# Polar coordinates?

1. May 18, 2005

### quasar987

As I understand it, the polar coordinates of a point is defined by the rectangular coordinates of that point according to the transformation T from R² to R² defined by

$$T:(x,y)\mapsto (\sqrt{x^2+y^2},tan\left(\frac{y}{x}\right))$$

But this definition fails for y=pi and x=2 because tan(pi/2) is not defined.

We could defined it this way for $(x,y)\in \mathbb{R}^2 \backslash \{(x,y) \ \vert \ y/x = (n+1/2)\pi, \ n\in \mathbb{Z}\}$, and by

$$T:(x,y)\mapsto (\sqrt{x^2+y^2}, Arccos_n \left(\frac{x}{\sqrt{x^2+y^2}}\right))$$

for $(x,y) \in \{(x,y) \ \vert \ y/x = (n+1/2)\pi, \ n\in \mathbb{Z}\}$ and where Arccos_n is the inverse function of cos in the interval containing (n+1/2)pi.. i.e. $Arccos_n(z): [-1,1]\rightarrow [n\pi, (n+1)\pi]$.

This is phenomenally ugly. Is there a nicer way to define the polar coordinates?

2. May 18, 2005

### arildno

That has never been correct, this is somewhat more correct:
$$T:(x,y)\mapsto (\sqrt{x^2+y^2},arctan\left(\frac{y}{x}\right))$$

3. May 18, 2005

### quasar987

Oh damn!

But more like 'phew!' really.

4. May 18, 2005

### dextercioby

These basis changes should be made through diffeomorphisms.Obviously

$$\hat{T}:(x,y)\mapsto \left(\sqrt{x^{2}+y^{2}},\arctan \frac{y}{x}\right)$$

is not a diffeomorphism from $$\mathbb{R}^2}\rightarrow \mathbb{R}^{2}$$.

Daniel.

5. May 18, 2005

### quasar987

What does that mean Daniel?

6. May 18, 2005

### dextercioby

Invertible $C^{\infty}$ maps from one space to another.
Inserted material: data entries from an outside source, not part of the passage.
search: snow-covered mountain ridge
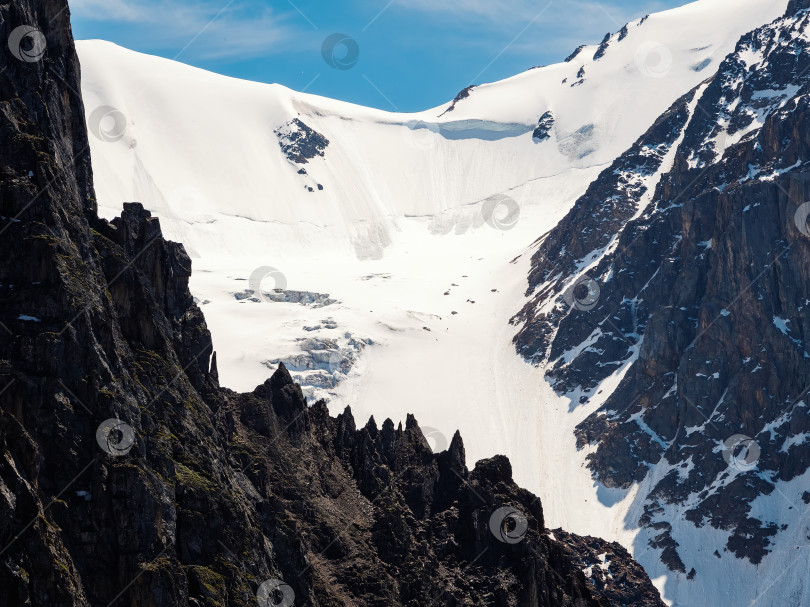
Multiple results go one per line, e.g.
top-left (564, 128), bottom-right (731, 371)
top-left (515, 3), bottom-right (810, 605)
top-left (78, 0), bottom-right (786, 604)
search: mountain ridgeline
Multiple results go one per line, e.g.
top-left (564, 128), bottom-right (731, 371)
top-left (0, 0), bottom-right (663, 607)
top-left (513, 0), bottom-right (810, 584)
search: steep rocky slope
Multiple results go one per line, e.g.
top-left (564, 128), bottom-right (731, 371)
top-left (514, 0), bottom-right (810, 605)
top-left (0, 0), bottom-right (662, 607)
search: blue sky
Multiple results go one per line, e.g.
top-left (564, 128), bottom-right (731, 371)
top-left (70, 0), bottom-right (687, 111)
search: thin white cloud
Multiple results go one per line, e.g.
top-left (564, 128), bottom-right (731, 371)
top-left (71, 0), bottom-right (303, 59)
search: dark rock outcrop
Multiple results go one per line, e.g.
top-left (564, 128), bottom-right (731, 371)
top-left (274, 118), bottom-right (329, 165)
top-left (532, 111), bottom-right (554, 143)
top-left (0, 0), bottom-right (662, 607)
top-left (514, 2), bottom-right (810, 579)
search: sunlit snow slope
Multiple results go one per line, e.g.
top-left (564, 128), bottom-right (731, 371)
top-left (78, 0), bottom-right (787, 604)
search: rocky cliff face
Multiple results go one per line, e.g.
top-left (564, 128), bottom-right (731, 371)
top-left (0, 0), bottom-right (662, 607)
top-left (514, 2), bottom-right (810, 579)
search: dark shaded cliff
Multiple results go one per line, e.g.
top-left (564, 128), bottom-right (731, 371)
top-left (0, 0), bottom-right (663, 607)
top-left (514, 2), bottom-right (810, 585)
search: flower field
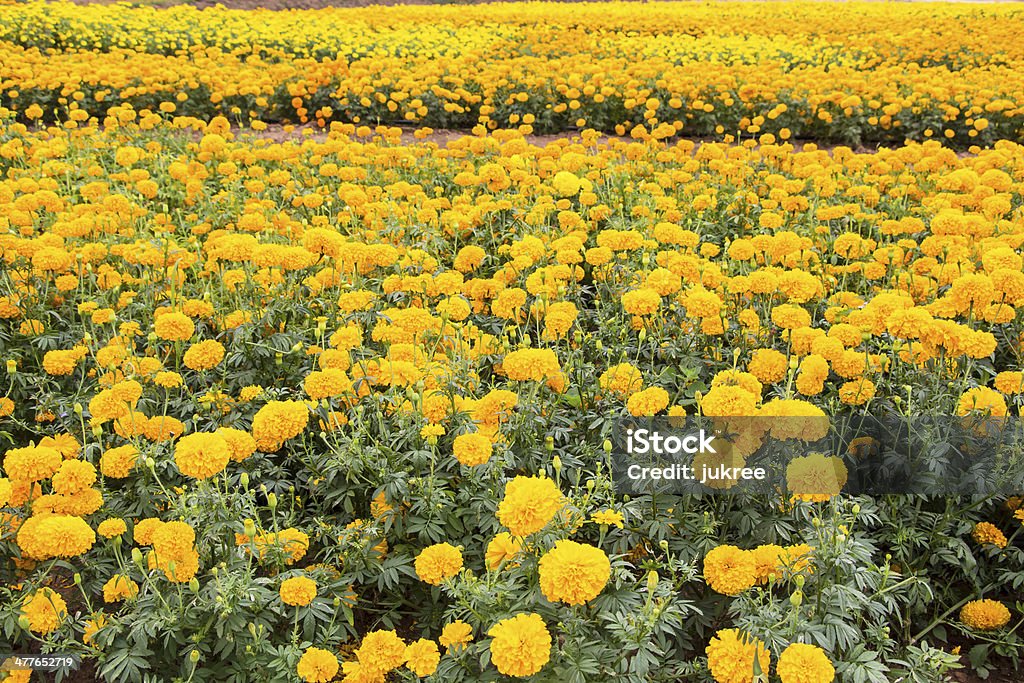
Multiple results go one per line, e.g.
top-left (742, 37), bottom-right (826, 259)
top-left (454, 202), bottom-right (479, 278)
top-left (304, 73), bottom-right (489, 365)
top-left (0, 2), bottom-right (1024, 147)
top-left (0, 2), bottom-right (1024, 683)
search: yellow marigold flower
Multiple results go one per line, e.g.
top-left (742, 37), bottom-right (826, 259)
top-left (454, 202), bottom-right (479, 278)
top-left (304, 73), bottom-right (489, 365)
top-left (17, 514), bottom-right (96, 560)
top-left (483, 531), bottom-right (522, 571)
top-left (280, 577), bottom-right (316, 607)
top-left (182, 339), bottom-right (224, 372)
top-left (623, 287), bottom-right (662, 315)
top-left (971, 522), bottom-right (1007, 548)
top-left (82, 612), bottom-right (106, 647)
top-left (597, 362), bottom-right (643, 396)
top-left (626, 387), bottom-right (669, 417)
top-left (103, 574), bottom-right (138, 602)
top-left (700, 386), bottom-right (759, 418)
top-left (487, 613), bottom-right (551, 677)
top-left (51, 460), bottom-right (96, 496)
top-left (296, 647), bottom-right (339, 683)
top-left (959, 599), bottom-right (1010, 631)
top-left (956, 387), bottom-right (1007, 418)
top-left (771, 303), bottom-right (811, 330)
top-left (776, 643), bottom-right (836, 683)
top-left (751, 544), bottom-right (785, 584)
top-left (3, 445), bottom-right (61, 482)
top-left (96, 517), bottom-right (128, 539)
top-left (132, 517), bottom-right (164, 546)
top-left (502, 348), bottom-right (562, 382)
top-left (590, 510), bottom-right (625, 528)
top-left (746, 348), bottom-right (790, 384)
top-left (153, 311), bottom-right (196, 341)
top-left (797, 353), bottom-right (828, 396)
top-left (302, 368), bottom-right (352, 400)
top-left (355, 631), bottom-right (406, 678)
top-left (145, 415), bottom-right (185, 441)
top-left (213, 427), bottom-right (256, 463)
top-left (437, 621), bottom-right (473, 652)
top-left (498, 476), bottom-right (563, 539)
top-left (99, 443), bottom-right (138, 479)
top-left (452, 432), bottom-right (494, 467)
top-left (551, 171), bottom-right (581, 197)
top-left (406, 638), bottom-right (441, 678)
top-left (146, 521), bottom-right (199, 584)
top-left (253, 400), bottom-right (309, 453)
top-left (705, 629), bottom-right (771, 683)
top-left (539, 541), bottom-right (611, 605)
top-left (239, 384), bottom-right (263, 401)
top-left (785, 453), bottom-right (848, 503)
top-left (174, 433), bottom-right (231, 479)
top-left (416, 543), bottom-right (462, 586)
top-left (22, 588), bottom-right (68, 635)
top-left (705, 545), bottom-right (758, 595)
top-left (43, 349), bottom-right (86, 376)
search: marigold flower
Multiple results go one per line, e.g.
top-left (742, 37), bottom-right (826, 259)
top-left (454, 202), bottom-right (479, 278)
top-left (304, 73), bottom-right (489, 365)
top-left (355, 631), bottom-right (406, 678)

U'll have to exclude the Oy axis.

Daniel.

Last edited: May 18, 2005
7. May 18, 2005

### quasar987

Well I don't see your point. Why must the transformation from rectangular to polar coord. be a diffeomorphism absolutely?!

8. May 18, 2005

### dextercioby

Pick the point $(0,2)$ in cartesian.Can your mapping send it to polar coords...?

Daniel.

9. May 18, 2005

### quasar987

No. So how do you suggest we avoid this problem?

10. May 18, 2005

### arildno

It's simplest to define the mapping by through:
$$x=r\cos\theta, y=r\sin\theta$$

This sets up a bijection almost everywhere between (x,y) and $$(r,\theta)$$.
(That is with (x,y) on the plane, r on the non-negative half-axis, and $$\theta$$ on the half-open interval $$[0,2\pi)$$

Last edited: May 18, 2005
11. May 18, 2005

### quasar987

If theta is traped in the interval [0, 2pi), then surely when we say that the potential energy of an object free to rotate around the z axis is

$$V(\theta) = -\int_{\theta _s}^{\theta}N\z(\theta)d\theta$$ (Symon pp.212)

the theta involved in this equation is not the theta of polar/cylindrical coordinates (i.e. constrained in [0, 2pi)), is it?

I had succeeded in proving this equation but it involved treating the polar angle has being free to take any value in $(-\infty, \infty)$. I was trying to justify that it was justified to do that. But now I'm a little confused. Is it justified?